Baxter International, Inc. And Baxter Healthcare Corporation v. Cobe Laboratories, Inc. And Cobe Bct, Inc.

88 F.3d 1054, 1996 WL 382265
CourtCourt of Appeals for the Federal Circuit
DecidedSeptember 4, 1996
Docket95-1407
StatusPublished
Cited by61 cases

This text of 88 F.3d 1054 (Baxter International, Inc. And Baxter Healthcare Corporation v. Cobe Laboratories, Inc. And Cobe Bct, Inc.) is published on Counsel Stack Legal Research, covering Court of Appeals for the Federal Circuit primary law. Counsel Stack provides free access to over 12 million legal documents including statutes, case law, regulations, and constitutions.

Bluebook
Baxter International, Inc. And Baxter Healthcare Corporation v. Cobe Laboratories, Inc. And Cobe Bct, Inc., 88 F.3d 1054, 1996 WL 382265 (Fed. Cir. 1996).

Opinions

LOURIE, Circuit Judge.

Baxter International, Inc. and Baxter Healthcare Corporation (collectively “Baxter”) appeal from the decision of the United States District Court for the Northern District of Illinois holding on summary judgment that the asserted claims of U.S. Patent 4,734,089 are invalid under 35 U.S.C. § 102(b) on the ground of a prior public use. Baxter Int'l, Inc. v. Cobe Lab., Inc., Nos. 89 C 9460, 93 C 3390 (N.D. Ill. June 1, 1995). Because the district court did not err in holding that there were no genuine issues of material fact regarding the disputed public use and because COBE was entitled to judgment as a matter of law, we affirm.

BACKGROUND

The ’089 patent concerns a sealless centrifuge for separating blood into its components. The application for the patent was filed on May 14, 1976 and it therefore had a critical date of May 14, 1975 for purposes of 35 U.S.C. § 102(b). The alleged prior public use involved the activities of Dr. Jacques Suaudeau,1 who was a research scientist for the National Institutes of Health (NIH). Suaudeau was studying isolated heart preservation by perfusion, which involved the pumping of whole blood and platelet-rich plasma that had been separated from whole blood through a heart. The centrifuge he had been using damaged platelets in the blood and he found that the damage was caused by rotating seals in the centrifuge. He approached Dr. Yoichiro Ito, another scientist at NIH, for advice in solving this problem, and Ito recommended that Suau-deau try using a sealless centrifuge that Ito had designed. Neither Suaudeau nor Ito had any relationship or connection with Herbert M. Cullis, the inventor named in the ’089 patent.2

Suaudeau had the centrifuge built by the machine shop at NIH using Ito’s drawings. Suaudeau balanced the centrifuge with water and then with blood, and tested it, all before the critical date. It was immediately apparent to Suaudeau that the centrifuge worked properly for its original purpose, as a separator, and that the centrifuge separated blood into its components. He also tested the suitability of the centrifuge for his own purposes, by performing experiments in order to determine if the centrifuge would produce platelet-rich plasma with a platelet count satisfactory for perfusion. These tests involved operating the centrifuge for as long as forty-three hours. All of this occurred in Suaudeau’s laboratory at the NIH campus in Bethesda, Maryland. Suaudeau also balanced and tested the centrifuge at Massachusetts General Hospital, where he went to work after leaving NIH.

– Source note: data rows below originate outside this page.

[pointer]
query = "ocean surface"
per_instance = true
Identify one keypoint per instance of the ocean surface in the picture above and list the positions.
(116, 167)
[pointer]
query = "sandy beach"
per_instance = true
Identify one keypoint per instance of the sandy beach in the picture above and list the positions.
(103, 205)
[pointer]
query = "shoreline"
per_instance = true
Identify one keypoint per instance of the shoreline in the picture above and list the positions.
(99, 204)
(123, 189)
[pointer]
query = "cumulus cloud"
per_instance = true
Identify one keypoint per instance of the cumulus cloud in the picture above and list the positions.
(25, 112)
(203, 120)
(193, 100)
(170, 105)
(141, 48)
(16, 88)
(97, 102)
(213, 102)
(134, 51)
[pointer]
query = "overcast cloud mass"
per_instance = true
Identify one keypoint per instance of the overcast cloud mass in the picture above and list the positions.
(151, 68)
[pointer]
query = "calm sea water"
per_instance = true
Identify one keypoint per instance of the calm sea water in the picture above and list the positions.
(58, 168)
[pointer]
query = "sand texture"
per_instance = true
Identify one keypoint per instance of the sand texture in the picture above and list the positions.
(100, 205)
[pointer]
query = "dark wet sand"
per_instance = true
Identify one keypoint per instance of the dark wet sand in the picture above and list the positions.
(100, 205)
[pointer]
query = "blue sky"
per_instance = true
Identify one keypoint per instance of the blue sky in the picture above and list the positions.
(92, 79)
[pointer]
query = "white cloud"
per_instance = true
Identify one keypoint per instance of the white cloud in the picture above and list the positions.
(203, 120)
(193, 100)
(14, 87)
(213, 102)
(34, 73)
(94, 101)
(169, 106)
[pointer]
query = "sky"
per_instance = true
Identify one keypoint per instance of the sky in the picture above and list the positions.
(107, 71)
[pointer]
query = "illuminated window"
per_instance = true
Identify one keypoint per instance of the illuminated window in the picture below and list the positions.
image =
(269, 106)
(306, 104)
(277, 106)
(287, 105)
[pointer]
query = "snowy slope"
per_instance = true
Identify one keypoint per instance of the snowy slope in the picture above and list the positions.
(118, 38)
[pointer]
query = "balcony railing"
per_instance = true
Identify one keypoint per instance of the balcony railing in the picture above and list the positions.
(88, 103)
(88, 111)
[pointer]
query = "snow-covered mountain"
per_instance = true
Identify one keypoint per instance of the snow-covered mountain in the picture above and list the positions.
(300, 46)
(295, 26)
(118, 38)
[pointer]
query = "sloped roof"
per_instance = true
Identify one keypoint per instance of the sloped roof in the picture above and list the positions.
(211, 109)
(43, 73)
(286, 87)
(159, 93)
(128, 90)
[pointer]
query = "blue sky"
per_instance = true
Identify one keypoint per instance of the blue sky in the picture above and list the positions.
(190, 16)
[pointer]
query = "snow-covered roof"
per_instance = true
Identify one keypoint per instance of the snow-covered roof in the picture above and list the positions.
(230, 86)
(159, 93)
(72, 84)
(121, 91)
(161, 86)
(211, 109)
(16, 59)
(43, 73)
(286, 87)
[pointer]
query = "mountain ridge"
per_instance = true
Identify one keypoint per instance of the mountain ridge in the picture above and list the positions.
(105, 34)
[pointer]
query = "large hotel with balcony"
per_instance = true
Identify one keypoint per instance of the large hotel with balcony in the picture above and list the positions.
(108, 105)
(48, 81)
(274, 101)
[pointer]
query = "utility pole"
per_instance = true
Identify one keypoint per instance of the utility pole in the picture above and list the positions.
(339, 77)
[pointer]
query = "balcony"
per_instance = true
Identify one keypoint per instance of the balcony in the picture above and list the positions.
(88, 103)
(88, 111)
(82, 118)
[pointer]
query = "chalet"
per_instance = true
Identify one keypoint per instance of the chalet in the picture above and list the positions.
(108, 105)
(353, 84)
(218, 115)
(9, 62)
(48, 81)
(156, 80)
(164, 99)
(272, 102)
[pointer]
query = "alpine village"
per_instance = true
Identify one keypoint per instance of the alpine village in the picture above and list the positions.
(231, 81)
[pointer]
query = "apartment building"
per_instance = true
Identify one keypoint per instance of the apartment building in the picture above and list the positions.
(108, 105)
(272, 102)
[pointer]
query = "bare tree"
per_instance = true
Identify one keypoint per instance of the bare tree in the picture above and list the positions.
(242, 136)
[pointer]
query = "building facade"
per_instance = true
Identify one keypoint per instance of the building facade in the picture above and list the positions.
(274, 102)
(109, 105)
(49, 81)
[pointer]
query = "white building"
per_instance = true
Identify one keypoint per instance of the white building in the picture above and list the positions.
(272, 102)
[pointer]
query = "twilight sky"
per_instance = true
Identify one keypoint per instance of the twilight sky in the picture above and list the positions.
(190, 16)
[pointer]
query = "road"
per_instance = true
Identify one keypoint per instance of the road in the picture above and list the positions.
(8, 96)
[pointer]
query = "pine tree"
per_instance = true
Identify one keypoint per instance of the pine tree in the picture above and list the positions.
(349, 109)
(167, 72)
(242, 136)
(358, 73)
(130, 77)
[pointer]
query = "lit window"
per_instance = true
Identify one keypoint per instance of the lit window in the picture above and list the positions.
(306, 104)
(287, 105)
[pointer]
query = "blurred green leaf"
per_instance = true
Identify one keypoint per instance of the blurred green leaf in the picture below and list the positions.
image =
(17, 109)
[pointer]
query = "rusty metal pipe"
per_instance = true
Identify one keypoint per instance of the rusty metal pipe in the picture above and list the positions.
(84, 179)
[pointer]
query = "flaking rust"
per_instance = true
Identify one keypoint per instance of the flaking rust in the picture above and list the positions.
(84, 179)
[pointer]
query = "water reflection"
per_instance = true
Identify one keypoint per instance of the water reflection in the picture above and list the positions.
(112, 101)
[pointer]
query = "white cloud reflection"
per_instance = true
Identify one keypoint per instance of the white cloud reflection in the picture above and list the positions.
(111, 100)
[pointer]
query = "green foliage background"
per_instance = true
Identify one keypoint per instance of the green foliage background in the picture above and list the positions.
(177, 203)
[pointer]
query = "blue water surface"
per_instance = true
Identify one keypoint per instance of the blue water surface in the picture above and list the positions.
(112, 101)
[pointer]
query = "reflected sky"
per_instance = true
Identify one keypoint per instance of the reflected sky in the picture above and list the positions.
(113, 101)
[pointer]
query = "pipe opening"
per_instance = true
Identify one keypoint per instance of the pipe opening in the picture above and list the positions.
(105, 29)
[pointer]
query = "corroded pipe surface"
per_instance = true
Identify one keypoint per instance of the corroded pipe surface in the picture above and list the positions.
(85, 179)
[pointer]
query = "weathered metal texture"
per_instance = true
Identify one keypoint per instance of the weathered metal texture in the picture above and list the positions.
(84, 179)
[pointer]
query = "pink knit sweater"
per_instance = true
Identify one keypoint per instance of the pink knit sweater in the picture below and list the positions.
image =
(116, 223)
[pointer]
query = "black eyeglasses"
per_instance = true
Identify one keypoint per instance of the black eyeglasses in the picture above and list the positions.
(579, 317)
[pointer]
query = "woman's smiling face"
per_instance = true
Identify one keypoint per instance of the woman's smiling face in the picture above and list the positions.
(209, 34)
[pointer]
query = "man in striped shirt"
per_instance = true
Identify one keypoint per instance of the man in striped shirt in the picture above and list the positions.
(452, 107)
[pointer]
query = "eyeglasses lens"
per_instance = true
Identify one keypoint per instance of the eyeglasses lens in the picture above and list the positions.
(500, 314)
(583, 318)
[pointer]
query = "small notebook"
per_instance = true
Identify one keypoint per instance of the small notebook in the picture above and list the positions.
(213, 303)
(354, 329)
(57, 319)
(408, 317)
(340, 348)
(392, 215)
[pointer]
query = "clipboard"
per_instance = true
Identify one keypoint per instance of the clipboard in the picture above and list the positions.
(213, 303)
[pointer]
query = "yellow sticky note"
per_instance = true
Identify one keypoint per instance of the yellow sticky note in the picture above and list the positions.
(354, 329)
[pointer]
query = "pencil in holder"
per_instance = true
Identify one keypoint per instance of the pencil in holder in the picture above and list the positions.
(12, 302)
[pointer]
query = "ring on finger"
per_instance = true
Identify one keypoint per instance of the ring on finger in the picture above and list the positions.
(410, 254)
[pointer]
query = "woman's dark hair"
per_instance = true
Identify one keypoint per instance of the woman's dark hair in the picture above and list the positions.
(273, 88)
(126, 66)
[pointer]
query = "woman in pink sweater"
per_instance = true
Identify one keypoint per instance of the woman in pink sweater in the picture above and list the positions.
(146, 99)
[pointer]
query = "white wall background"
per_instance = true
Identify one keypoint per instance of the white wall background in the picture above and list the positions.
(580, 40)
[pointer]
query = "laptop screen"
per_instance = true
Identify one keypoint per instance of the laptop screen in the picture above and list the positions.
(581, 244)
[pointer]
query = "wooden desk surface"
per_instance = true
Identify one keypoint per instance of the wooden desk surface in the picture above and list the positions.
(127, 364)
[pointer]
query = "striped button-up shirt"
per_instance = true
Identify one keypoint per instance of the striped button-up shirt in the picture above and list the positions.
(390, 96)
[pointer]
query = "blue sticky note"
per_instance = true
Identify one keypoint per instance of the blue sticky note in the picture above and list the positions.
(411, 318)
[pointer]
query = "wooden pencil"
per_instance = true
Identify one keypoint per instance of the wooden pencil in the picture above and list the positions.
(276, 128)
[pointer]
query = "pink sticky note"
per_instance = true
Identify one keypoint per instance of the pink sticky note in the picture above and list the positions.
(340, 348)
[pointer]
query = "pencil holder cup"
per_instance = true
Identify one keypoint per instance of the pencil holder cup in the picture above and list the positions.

Baxter sued COBE Laboratories, Inc. for infringement of the ’089 patent; it later amended its complaint to add COBE BCT, Inc. as a co-defendant (these companies will be collectively referred to as “COBE”). Baxter asserted infringement of claims 1, 2, 4, 5, 7, 9-11, 13, 17, 25, and 26 of the ’089 patent, and stipulated that claims 10,17, and 25 were representative claims. See Miles Labs., Inc. [1057]*1057v. Shandon Inc., 997 F.2d 870, 879, 27 USPQ2d 1123, 1129 (Fed.Cir.1993) (“Where the parties stipulate to ‘representative’ claims, ... a validity resolution for the representative claims applies to the other claims as well.”), cert. denied, — U.S. -, 114 S.Ct. 943, 127 L.Ed.2d 232 (1994).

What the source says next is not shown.